なお、オートファジーは最近になってから急速に研究が進んだ分野ですけど
その発見自体はそこそこ昔まで遡るようです。
といっても細胞内のことなので電子顕微鏡が発明されてからですが。
(以下引用) ベルギーのクリスチャン・ド・デューブは、細胞は自己
の成分を自分で食べて分解しているのではないかと考え、「オートファジー( autophagy)」と
命名した。オートファジーは、ギリシャ語で「自己」を意味するautoと、「食べる」を意味す
る phagyを合成した造語である。 (引用終わり)
あっ、自動・曖昧(fuzzy)じゃなかったんですね(恥)
そして、自己を食べるというオートファジーには3つの主要機能があることなど書かれています。

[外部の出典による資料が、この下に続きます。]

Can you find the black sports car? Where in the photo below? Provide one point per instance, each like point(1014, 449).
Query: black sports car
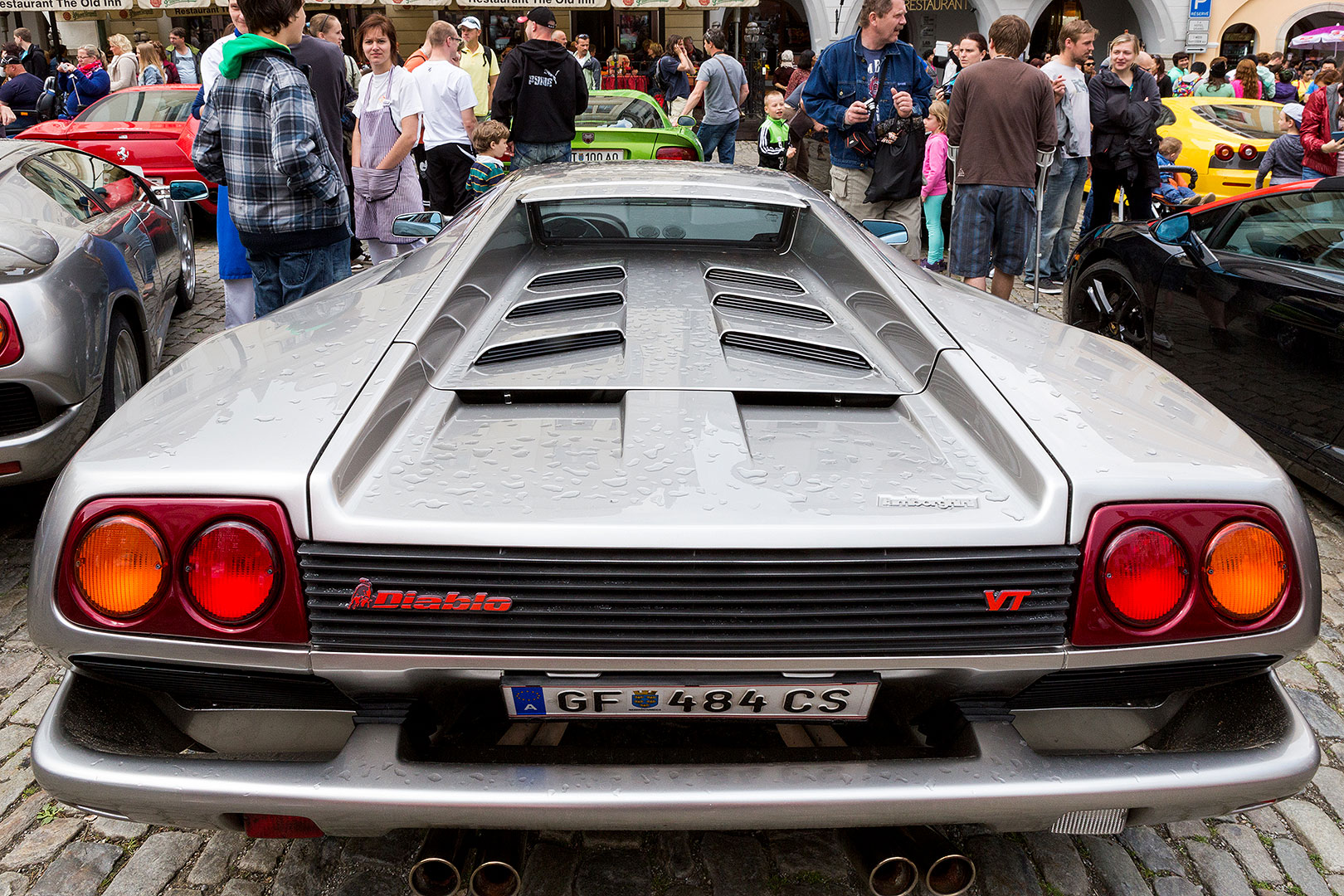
point(1244, 299)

その3つとは、栄養源の確保・代謝回転・有害物の隔離除去だそうですが、
まぁそれらも含めて細かな内容はここでは割愛させていただきます。
専門用語なども多いですけど、丁寧に説明されていて、なかなか分かりやすく、
また面白く興味深い内容となっていました。
なお、オートファジーとは直接関係ありませんが、少し驚いたのは次の内容です。
(以下引用)
ヒトの場合、細胞の数はおよそ37兆個である。もちろん数えることはできないので推定だ。
以前は60兆個と言われていた。それは、すべての細胞が同じ大きさだとして導き出された数だ
った。実際には組織によって細胞の大きさが違うため、それを考慮して計算をやり直し、20
13年に37兆個と訂正された。私はこの話が好きだ。細胞の数がわかったところで社会の役に
は立たないが、必死で計算してしまう人に魅力を感じる。 (引用終わり)
あら、ブルゾンちえみ(with B)が「60兆」とネタにしてましたけど
あれやってる時にはすでに37兆個に訂正されてたんですね(笑)
まっ、それはさておき、社会の役にたたないことを必死でやる人はボクも好きですね。